Jeff King <peff@xxxxxxxx> · Thu, 24 Aug 2017 07:44:04 -0700

On Mon, Aug 21, 2017 at 01:51:34PM +0200, Michael Haggerty wrote:

> The philosophy of reference locking has been, "if another process is
> changing a reference, then whatever I'm trying to do to it will
> probably fail anyway because my old-SHA-1 value is probably no longer
> current". But this argument falls down if the other process has locked
> the reference to do something that doesn't actually change the value
> of the reference, such as `pack-refs` or `reflog expire`. There
> actually *is* a decent chance that a planned reference update will
> still be able to go through after the other process has released the
> lock.
> 
> So when trying to lock an individual reference (e.g., when creating
> "refs/heads/master.lock"), if it is already locked, then retry the
> lock acquisition for approximately 100 ms before giving up. This
> should eliminate some unnecessary lock conflicts without wasting a lot
> of time.

It will probably comes as little surprise to others on the list that
I agree with the intent of this patch.

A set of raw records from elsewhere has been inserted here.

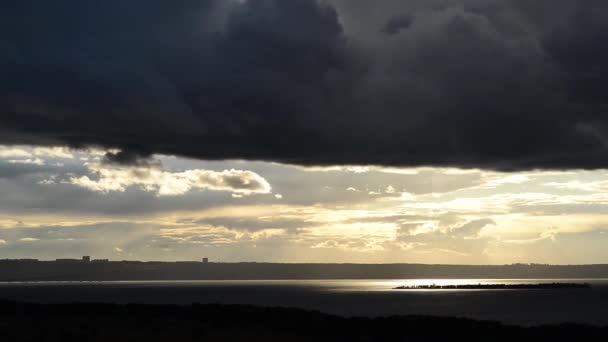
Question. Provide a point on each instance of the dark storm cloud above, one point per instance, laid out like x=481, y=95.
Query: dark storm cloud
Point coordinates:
x=506, y=84
x=397, y=23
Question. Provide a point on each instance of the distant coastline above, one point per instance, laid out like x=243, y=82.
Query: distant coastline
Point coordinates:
x=540, y=286
x=88, y=269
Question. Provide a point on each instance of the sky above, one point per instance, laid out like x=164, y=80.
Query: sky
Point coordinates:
x=435, y=131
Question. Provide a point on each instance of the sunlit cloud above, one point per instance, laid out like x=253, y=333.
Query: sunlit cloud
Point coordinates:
x=165, y=183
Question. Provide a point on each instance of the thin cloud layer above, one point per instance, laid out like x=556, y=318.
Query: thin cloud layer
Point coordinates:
x=499, y=84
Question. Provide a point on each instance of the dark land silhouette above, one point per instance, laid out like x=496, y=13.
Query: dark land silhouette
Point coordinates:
x=100, y=270
x=136, y=322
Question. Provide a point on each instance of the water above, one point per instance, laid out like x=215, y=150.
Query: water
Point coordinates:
x=345, y=297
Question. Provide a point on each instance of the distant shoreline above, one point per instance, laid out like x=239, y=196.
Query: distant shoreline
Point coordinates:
x=103, y=270
x=540, y=286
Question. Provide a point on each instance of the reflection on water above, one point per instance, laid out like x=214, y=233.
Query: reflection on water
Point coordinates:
x=346, y=297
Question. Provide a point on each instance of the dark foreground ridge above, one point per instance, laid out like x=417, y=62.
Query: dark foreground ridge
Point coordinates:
x=546, y=286
x=103, y=270
x=135, y=322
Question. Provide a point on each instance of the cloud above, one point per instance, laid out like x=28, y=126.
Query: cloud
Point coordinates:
x=165, y=183
x=500, y=84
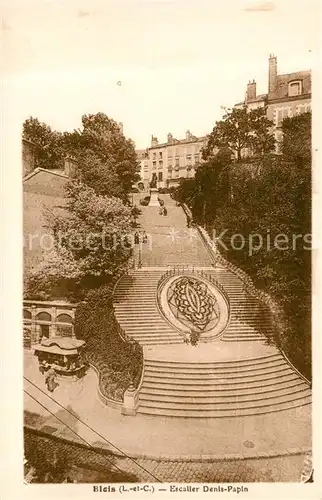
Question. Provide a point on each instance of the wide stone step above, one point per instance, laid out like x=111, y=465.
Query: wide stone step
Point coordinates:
x=225, y=389
x=222, y=413
x=143, y=321
x=215, y=373
x=228, y=405
x=158, y=341
x=136, y=301
x=151, y=330
x=210, y=401
x=211, y=364
x=202, y=371
x=221, y=378
x=244, y=339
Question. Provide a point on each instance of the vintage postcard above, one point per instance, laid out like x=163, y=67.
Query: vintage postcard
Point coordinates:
x=164, y=179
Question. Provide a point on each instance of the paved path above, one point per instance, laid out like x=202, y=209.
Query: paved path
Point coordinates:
x=174, y=449
x=187, y=439
x=170, y=241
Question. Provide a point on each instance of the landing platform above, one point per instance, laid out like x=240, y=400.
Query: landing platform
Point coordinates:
x=209, y=352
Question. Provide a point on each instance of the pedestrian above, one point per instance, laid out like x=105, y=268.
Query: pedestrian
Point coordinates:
x=51, y=379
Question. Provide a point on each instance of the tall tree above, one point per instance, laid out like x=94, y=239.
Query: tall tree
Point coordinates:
x=49, y=143
x=91, y=243
x=240, y=129
x=103, y=137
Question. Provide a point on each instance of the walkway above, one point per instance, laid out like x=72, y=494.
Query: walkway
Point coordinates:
x=170, y=241
x=217, y=449
x=163, y=445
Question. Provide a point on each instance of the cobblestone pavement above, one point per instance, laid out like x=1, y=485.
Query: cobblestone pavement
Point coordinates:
x=170, y=241
x=115, y=468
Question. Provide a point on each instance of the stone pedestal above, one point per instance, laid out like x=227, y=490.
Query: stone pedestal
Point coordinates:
x=154, y=202
x=130, y=401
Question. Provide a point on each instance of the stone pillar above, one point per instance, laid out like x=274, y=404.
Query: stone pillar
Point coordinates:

This version is cleaned up a
little from what we're running at GitHub right now, so I'll try to
review with fresh eyes.

> diff --git a/Documentation/config.txt b/Documentation/config.txt
> index d5c9c4cab6..2c04b9dfb4 100644
> --- a/Documentation/config.txt
> +++ b/Documentation/config.txt
> @@ -776,6 +776,12 @@ core.commentChar::
>  If set to "auto", `git-commit` would select a character that is not
>  the beginning character of any line in existing commit messages.
>  
> +core.filesRefLockTimeout::
> +	The length of time, in milliseconds, to retry when trying to
> +	lock an individual reference. Value 0 means not to retry at
> +	all; -1 means to try indefinitely. Default is 100 (i.e.,
> +	retry for 100ms).
> +
>  core.packedRefsTimeout::
>  	The length of time, in milliseconds, to retry when trying to
>  	lock the `packed-refs` file. Value 0 means not to retry at

Do we need a separate config from packedRefsTimeout that is in the
context? I guess so, since the default values are different. And
rightfully so, I think, since writing a packed-refs file is potentially
a much larger operation (being O(n) in the number of refs rather than a
constant 40 bytes).

It probably doesn't matter all that much either way, as I wouldn't
expect people to need to tweak either of these in practice.

At some point when we have another ref backend that needs to take a
global lock, we'd probably have a third timeout. If we were starting
from scratch, I'd suggest that these might be part of refstorage.files.*
instead of core.*. And then eventually we might have
refstorage.reftable.timeout, refstorage.lmdb.timeout, etc.

But since core.packedRefsTimeout has already sailed, I'm not sure it's
worth caring about.

> diff --git a/refs.c b/refs.c
> index fe4c59aa8b..29dbb9b610 100644
> --- a/refs.c
> +++ b/refs.c
> @@ -561,6 +561,21 @@ enum ref_type ref_type(const char *refname)
>         return REF_TYPE_NORMAL;
>  }
>  
> +long get_files_ref_lock_timeout_ms(void)
> +{
> +	static int configured = 0;
> +
> +	/* The default timeout is 100 ms: */
> +	static int timeout_ms = 100;
> +
> +	if (!configured) {
> +		git_config_get_int("core.filesreflocktimeout", &timeout_ms);
> +		configured = 1;
> +	}
> +
> +	return timeout_ms;
> +}

This reads the config value into a static local that gets cached for the
rest of the program run, and there's no way to invalidate the cache. I
think that should be OK, as we would never hit the ref code until we've
actually initialized the repository, at which point we're fairly well
committed.

(I'm a little gun-shy because I used a similar lazy-load pattern for
core.sharedrepository a while back, and those corner cases bit us. But
there it was heavily used by git-init, which wants to "switch" repos
after having loaded some values).

> @@ -573,7 +588,9 @@ static int write_pseudoref(const char *pseudoref, const unsigned char *sha1,
>  	strbuf_addf(&buf, "%s\n", sha1_to_hex(sha1));
>  
>  	filename = git_path("%s", pseudoref);
> -	fd = hold_lock_file_for_update(&lock, filename, LOCK_DIE_ON_ERROR);
> +	fd = hold_lock_file_for_update_timeout(&lock, filename,
> +					       LOCK_DIE_ON_ERROR,
> +					       get_files_ref_lock_timeout_ms());
>  	if (fd < 0) {
>  		strbuf_addf(err, "could not open '%s' for writing: %s",
>  			    filename, strerror(errno));

The rest of the patch looks obviously correct to me. The one thing I
didn't audit for was whether there were any calls that _should_ be
changed that you missed. But I'm pretty sure based on our previous
off-list discussions that you just did that audit.

Obviously new ref-locking calls would want to use the timeout variant
here, too, and we need to remember to do so. But I don't think there
should be many, as most sites should be going through create_reflock()
or lock_raw_ref(), which you touch here.

-Peff